Published: Sep 11, 2009

From the New York Times today comes the news that, along with unemployment, poverty has risen over the last couple of years as the recession has taken hold. As the graph below shows (copied from the Times website), the percentage of the US population living in poverty in 2008 rose to 13.2 percent—the highest rate since 1997, and one that "portends even larger increases this year, which has registered far higher unemployment than in 2008," according to economists interviewed for the accompanying article.

I have to confess a level of complete ignorance: I had no idea that more than 10 percent of the population were living in poverty even in boom years. And, while the reasons for people living in poverty are manifold (and definitions of poverty in the US differ significantly from, say, a country in the third world), the accompanying chart on median household incomes tells its own story: it clearly shows that, despite the inflation of one of the biggest bubbles in history, median incomes hadn't even recovered to pre-dot.com bust levels before the current recession got underway. And, if the pattern from '99 to '07 is anything to go by, we could easily be in for a few more years of pain—and yet more people slipping below the poverty line—before salaries start creeping north again.

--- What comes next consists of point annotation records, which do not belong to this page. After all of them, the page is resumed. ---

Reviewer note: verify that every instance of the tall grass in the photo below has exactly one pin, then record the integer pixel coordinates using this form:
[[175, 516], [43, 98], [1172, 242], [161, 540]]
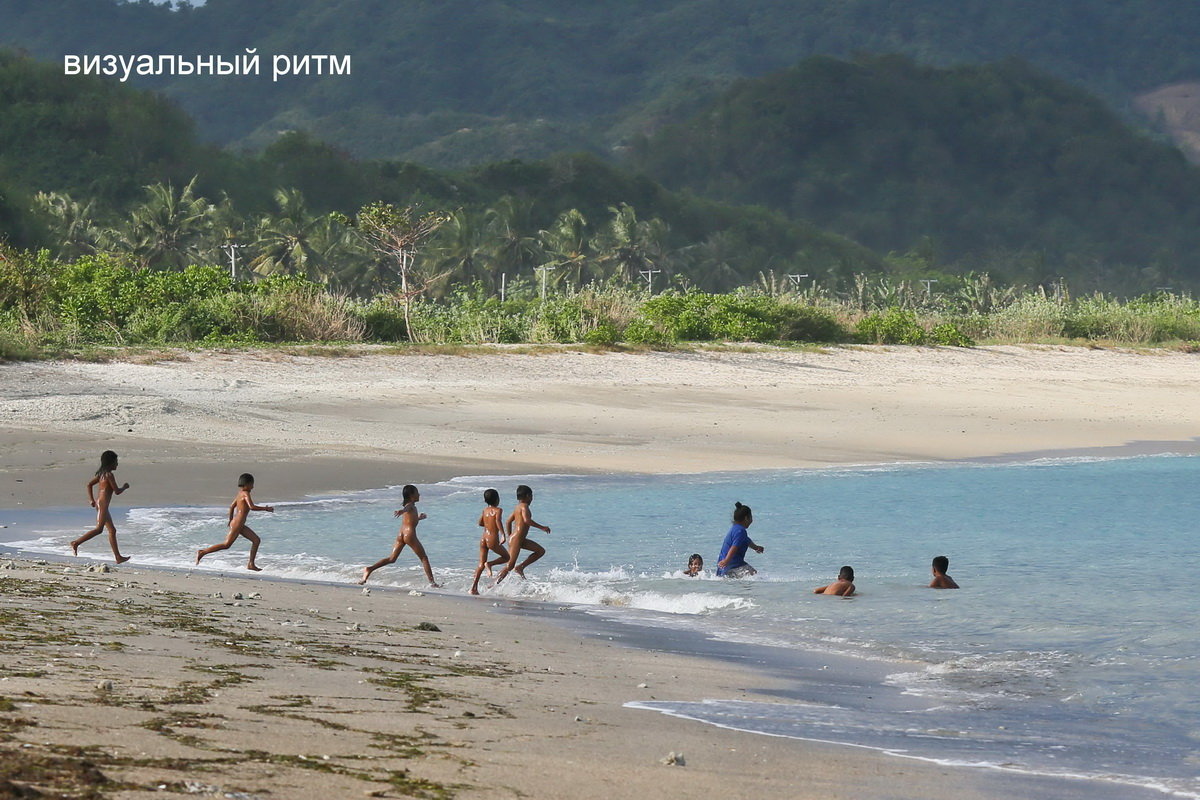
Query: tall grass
[[48, 307]]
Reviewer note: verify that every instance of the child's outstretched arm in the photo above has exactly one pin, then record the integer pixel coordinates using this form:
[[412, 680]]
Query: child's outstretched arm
[[250, 503]]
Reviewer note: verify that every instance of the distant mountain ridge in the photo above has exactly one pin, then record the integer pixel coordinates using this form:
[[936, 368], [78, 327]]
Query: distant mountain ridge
[[997, 164], [457, 82]]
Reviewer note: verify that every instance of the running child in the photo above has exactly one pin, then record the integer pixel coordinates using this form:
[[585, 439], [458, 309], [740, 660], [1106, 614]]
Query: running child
[[101, 501], [732, 563], [407, 536], [517, 525], [239, 510], [492, 522], [941, 581], [844, 587]]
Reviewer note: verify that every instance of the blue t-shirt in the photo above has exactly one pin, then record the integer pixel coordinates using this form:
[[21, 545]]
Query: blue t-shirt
[[739, 539]]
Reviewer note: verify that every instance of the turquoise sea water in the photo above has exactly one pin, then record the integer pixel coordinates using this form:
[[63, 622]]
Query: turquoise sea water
[[1072, 649]]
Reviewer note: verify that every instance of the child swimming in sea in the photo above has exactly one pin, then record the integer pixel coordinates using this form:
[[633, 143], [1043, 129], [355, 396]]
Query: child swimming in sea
[[101, 501], [407, 536], [519, 524], [844, 587], [732, 563], [492, 522], [239, 510], [941, 581]]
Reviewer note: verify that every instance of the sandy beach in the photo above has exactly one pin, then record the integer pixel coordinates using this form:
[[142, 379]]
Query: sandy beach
[[133, 683]]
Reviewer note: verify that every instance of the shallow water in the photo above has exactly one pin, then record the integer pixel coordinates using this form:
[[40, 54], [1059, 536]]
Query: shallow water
[[1071, 650]]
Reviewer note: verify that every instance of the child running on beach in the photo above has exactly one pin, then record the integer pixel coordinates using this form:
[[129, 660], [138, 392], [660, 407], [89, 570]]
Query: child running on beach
[[492, 522], [239, 510], [844, 587], [732, 563], [407, 536], [942, 581], [519, 524], [108, 487]]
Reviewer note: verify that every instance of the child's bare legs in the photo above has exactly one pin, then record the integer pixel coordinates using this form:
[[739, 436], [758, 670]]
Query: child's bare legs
[[223, 546], [538, 551], [255, 541], [414, 545], [103, 521], [503, 555], [390, 559]]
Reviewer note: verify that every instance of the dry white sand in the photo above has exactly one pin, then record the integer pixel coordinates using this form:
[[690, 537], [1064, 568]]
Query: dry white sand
[[147, 680]]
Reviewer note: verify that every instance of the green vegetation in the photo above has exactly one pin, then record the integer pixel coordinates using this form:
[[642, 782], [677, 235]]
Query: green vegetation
[[51, 307], [996, 168]]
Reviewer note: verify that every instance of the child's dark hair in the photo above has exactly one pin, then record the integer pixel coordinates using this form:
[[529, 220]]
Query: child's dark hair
[[107, 462]]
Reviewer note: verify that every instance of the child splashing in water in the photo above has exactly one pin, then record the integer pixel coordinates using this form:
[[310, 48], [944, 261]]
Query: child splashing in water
[[408, 521], [519, 524], [108, 487], [239, 510], [491, 521]]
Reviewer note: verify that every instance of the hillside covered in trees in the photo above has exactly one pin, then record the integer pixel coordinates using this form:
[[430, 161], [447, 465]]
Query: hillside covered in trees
[[995, 166], [89, 166], [454, 83]]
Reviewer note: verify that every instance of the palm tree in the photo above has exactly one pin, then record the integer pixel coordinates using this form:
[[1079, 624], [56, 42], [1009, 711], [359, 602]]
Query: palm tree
[[71, 223], [567, 247], [287, 242], [515, 246], [629, 247], [460, 252], [165, 232]]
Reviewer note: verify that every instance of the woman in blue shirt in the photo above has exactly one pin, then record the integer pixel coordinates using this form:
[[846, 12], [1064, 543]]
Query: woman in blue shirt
[[732, 563]]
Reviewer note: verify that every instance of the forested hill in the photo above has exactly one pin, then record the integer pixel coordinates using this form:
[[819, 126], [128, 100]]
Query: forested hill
[[990, 164], [99, 146], [454, 82]]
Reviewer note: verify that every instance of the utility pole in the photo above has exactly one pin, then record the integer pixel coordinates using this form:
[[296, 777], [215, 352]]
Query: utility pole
[[545, 269], [649, 278], [233, 259]]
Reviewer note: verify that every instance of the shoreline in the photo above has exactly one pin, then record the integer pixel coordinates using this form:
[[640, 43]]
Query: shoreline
[[559, 638], [306, 426]]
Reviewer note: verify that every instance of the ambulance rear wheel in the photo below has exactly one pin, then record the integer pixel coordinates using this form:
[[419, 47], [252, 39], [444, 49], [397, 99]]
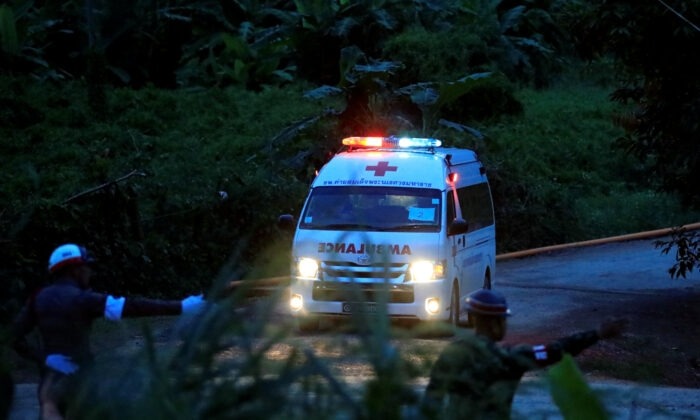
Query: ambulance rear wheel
[[454, 306]]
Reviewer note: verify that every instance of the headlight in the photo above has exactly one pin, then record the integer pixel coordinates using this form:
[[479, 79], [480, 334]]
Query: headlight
[[426, 271], [296, 302], [432, 306], [307, 268]]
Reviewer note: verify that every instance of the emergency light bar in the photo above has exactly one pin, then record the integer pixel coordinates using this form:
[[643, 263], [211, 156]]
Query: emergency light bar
[[391, 142]]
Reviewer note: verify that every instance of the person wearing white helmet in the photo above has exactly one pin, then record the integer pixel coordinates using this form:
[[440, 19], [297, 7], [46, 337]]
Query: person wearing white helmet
[[475, 377], [63, 313]]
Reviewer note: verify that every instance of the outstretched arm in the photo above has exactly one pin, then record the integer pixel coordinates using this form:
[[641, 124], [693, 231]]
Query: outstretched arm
[[23, 325], [551, 353], [132, 307]]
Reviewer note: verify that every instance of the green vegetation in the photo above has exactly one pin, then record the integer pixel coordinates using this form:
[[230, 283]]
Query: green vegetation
[[168, 137]]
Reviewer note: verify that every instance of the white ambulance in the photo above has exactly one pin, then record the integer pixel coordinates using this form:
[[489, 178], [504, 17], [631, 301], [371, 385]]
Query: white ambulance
[[397, 226]]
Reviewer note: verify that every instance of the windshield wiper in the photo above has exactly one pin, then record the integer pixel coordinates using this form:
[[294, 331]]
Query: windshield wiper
[[409, 227], [331, 226]]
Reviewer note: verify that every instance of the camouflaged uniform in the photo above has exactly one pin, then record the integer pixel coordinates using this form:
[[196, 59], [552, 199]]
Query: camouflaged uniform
[[476, 378]]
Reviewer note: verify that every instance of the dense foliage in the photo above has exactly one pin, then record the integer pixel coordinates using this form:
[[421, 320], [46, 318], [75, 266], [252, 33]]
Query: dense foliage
[[220, 112]]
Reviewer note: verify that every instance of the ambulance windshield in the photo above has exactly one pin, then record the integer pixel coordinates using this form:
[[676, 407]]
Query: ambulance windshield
[[373, 208]]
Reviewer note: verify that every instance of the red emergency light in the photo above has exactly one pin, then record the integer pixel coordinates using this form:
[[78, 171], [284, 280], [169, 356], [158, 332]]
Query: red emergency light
[[391, 142]]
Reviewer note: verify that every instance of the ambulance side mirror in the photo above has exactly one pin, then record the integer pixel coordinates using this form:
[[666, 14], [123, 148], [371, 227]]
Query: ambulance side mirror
[[457, 227], [286, 222]]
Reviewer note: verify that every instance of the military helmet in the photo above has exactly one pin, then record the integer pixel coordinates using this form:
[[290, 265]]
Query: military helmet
[[68, 255], [487, 302]]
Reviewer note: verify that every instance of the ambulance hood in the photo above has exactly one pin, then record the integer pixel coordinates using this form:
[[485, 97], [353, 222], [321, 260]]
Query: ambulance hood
[[365, 248]]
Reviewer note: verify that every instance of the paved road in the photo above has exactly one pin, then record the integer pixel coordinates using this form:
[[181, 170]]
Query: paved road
[[535, 287], [543, 287]]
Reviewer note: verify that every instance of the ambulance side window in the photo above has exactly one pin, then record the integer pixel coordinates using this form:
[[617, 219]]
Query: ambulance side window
[[477, 208], [450, 207]]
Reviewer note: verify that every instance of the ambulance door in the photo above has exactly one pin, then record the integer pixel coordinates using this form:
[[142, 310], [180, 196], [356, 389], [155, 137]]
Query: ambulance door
[[456, 242], [478, 245]]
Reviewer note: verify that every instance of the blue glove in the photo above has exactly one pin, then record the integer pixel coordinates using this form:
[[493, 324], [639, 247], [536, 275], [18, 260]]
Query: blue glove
[[192, 304], [61, 363]]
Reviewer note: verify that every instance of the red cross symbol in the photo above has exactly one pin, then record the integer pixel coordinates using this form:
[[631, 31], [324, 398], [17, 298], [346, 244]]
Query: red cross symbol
[[381, 168]]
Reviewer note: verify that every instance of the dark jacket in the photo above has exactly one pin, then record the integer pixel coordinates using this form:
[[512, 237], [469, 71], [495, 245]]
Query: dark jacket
[[475, 378], [63, 313]]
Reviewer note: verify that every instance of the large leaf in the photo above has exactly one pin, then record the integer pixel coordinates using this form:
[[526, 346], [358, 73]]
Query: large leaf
[[572, 394]]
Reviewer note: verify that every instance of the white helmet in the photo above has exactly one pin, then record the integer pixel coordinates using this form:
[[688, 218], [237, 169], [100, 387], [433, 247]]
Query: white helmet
[[68, 254]]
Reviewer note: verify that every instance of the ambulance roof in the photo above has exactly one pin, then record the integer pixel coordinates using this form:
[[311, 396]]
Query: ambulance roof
[[415, 168]]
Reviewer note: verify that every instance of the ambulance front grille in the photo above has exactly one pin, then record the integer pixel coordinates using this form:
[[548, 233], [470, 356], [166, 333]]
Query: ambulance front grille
[[373, 273], [343, 281], [361, 292]]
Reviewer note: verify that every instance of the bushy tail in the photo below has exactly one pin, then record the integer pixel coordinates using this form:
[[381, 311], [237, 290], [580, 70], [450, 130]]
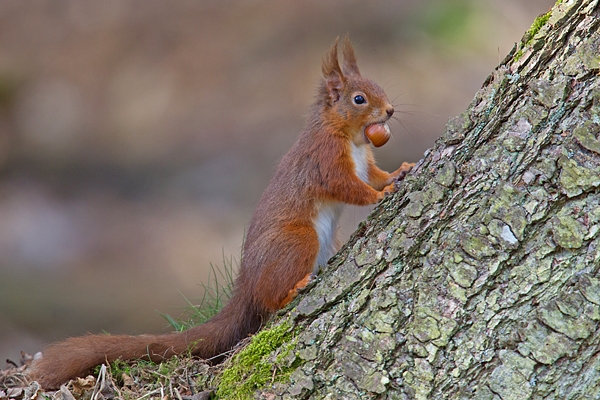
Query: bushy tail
[[77, 356]]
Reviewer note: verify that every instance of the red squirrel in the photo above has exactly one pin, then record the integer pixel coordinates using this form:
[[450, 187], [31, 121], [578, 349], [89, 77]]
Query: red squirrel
[[291, 234]]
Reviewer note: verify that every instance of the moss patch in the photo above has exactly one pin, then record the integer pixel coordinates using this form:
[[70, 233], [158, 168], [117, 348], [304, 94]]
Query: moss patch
[[256, 365]]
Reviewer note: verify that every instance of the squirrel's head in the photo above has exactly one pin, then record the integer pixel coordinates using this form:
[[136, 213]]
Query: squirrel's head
[[350, 101]]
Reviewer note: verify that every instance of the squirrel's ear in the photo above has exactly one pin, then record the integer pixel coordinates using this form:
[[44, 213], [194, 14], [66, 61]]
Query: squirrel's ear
[[350, 66], [334, 78]]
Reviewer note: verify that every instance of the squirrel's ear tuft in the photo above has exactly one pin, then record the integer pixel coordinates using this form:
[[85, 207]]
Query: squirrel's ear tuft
[[350, 65], [334, 78]]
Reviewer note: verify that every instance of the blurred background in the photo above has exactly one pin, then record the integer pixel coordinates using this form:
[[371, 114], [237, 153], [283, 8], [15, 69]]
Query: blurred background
[[137, 136]]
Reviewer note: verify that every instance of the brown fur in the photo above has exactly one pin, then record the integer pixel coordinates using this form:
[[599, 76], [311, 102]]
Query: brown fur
[[282, 244]]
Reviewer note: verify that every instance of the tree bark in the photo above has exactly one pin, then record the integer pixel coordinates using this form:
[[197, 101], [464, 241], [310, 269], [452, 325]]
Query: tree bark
[[480, 277]]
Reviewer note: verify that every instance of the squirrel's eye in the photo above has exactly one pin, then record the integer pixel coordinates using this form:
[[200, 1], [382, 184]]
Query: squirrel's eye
[[359, 99]]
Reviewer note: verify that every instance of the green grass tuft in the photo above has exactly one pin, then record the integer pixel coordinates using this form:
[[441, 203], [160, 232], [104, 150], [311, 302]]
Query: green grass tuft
[[216, 293]]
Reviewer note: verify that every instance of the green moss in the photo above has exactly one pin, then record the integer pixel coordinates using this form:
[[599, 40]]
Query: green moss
[[253, 367], [538, 23]]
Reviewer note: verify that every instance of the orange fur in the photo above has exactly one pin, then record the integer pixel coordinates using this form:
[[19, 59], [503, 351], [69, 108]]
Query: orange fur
[[292, 228]]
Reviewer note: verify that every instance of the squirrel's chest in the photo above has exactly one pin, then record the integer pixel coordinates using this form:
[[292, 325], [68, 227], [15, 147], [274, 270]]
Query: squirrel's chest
[[325, 224], [361, 164]]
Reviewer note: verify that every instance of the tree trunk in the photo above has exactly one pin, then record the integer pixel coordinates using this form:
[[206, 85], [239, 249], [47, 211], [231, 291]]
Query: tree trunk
[[480, 277]]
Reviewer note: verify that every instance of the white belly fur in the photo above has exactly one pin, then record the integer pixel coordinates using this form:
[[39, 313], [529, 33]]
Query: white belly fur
[[361, 167], [328, 214], [326, 223]]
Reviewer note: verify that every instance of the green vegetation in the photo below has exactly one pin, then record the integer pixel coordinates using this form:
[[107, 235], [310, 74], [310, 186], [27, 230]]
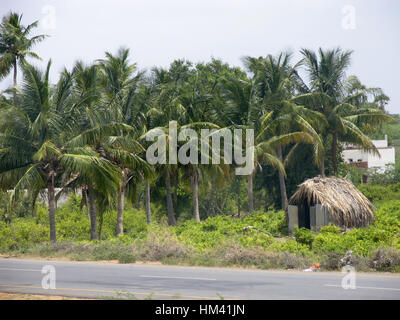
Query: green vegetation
[[86, 134], [216, 241]]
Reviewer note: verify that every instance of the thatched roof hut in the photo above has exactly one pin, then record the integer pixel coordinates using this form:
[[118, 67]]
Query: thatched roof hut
[[345, 204]]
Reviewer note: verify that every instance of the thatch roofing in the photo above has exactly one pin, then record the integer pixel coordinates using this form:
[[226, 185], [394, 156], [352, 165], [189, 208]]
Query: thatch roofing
[[347, 206]]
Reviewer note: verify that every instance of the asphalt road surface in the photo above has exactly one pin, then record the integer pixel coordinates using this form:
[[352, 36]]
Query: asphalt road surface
[[105, 280]]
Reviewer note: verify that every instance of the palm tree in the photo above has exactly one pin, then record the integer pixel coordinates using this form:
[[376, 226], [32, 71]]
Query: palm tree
[[121, 88], [327, 94], [34, 138], [267, 97], [15, 44]]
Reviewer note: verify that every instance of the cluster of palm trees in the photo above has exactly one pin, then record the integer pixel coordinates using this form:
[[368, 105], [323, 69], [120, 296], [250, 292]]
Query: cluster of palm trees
[[88, 130]]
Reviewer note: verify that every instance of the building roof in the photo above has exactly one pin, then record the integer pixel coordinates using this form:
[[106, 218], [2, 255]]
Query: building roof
[[347, 206]]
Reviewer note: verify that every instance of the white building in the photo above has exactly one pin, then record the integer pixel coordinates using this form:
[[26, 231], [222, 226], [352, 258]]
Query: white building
[[367, 160]]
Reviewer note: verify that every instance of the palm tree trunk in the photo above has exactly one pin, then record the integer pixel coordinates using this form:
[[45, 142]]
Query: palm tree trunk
[[282, 184], [120, 206], [147, 200], [334, 153], [52, 208], [15, 82], [170, 206], [93, 214], [323, 166], [120, 211], [176, 187], [195, 189], [250, 192]]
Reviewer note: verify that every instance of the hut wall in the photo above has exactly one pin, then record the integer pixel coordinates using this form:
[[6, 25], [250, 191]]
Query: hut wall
[[313, 217]]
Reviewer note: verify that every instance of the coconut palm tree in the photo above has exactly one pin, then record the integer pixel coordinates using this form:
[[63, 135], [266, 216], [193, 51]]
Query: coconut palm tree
[[277, 81], [34, 142], [16, 45], [103, 116], [327, 95]]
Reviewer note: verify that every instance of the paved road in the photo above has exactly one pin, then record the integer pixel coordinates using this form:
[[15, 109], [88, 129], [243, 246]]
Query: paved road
[[95, 280]]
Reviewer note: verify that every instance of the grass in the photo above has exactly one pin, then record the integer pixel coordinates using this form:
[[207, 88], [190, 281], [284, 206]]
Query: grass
[[218, 241]]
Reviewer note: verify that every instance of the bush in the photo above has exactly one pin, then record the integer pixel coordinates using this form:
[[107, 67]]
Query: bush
[[304, 236], [161, 244], [385, 259]]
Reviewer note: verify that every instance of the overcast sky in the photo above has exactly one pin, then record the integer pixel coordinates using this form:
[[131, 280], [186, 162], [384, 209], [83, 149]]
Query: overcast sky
[[159, 31]]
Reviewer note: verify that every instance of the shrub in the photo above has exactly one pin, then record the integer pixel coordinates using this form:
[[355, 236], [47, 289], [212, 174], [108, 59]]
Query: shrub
[[304, 236], [161, 244], [385, 259]]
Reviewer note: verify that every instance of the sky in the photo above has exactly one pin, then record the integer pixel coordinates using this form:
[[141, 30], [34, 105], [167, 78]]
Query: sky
[[159, 31]]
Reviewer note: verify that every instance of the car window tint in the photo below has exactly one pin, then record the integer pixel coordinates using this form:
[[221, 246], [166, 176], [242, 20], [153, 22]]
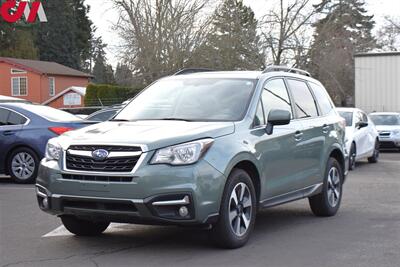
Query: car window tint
[[323, 98], [15, 119], [102, 116], [304, 101], [259, 118], [4, 113], [275, 96]]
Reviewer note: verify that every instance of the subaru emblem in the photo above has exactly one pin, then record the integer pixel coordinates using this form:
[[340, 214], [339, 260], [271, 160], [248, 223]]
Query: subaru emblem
[[100, 154]]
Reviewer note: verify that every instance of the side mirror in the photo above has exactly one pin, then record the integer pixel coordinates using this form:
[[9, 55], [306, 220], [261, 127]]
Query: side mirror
[[361, 124], [277, 117]]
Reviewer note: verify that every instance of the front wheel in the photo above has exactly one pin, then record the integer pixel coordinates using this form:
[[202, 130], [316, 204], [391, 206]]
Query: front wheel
[[23, 165], [327, 203], [375, 156], [237, 212], [81, 227]]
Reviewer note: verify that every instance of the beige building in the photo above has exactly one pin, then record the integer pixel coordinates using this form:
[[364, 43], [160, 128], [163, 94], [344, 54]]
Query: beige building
[[377, 81]]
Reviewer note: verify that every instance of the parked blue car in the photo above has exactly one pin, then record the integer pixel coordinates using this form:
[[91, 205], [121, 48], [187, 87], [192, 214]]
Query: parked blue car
[[24, 132]]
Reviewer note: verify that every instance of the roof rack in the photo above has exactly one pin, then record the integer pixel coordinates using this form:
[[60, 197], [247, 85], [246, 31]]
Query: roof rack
[[286, 69], [192, 70]]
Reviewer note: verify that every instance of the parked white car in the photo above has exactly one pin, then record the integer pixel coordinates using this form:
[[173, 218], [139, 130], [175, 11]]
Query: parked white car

Seen in that light, the years through the middle of this first decade of the century begin to look ever more like an illusion. Not only was wealth being "created" out of nowhere thanks to the housing bubble, the average family in the country was pulling down less than they had been at the end of previous decade. And, at the same time that people were supposedly getting wealthier, they were buying less health insurance (presumably on the grounds that it was unaffordable), and watching the number of their fellow citizens sliding into poverty rise steadily. The miracle, it seems, is that the bubble lasted as long as it did without anyone noticing those counter-signals.

With unemployment currently running more than 50 percent higher than in 2008 (an average of 9 percent this year compared to 5.8 percent last), it's anyone's guess what each of these charts is going to look like next year. One thing is for sure, though: they're going to be much harder to ignore than in recent years.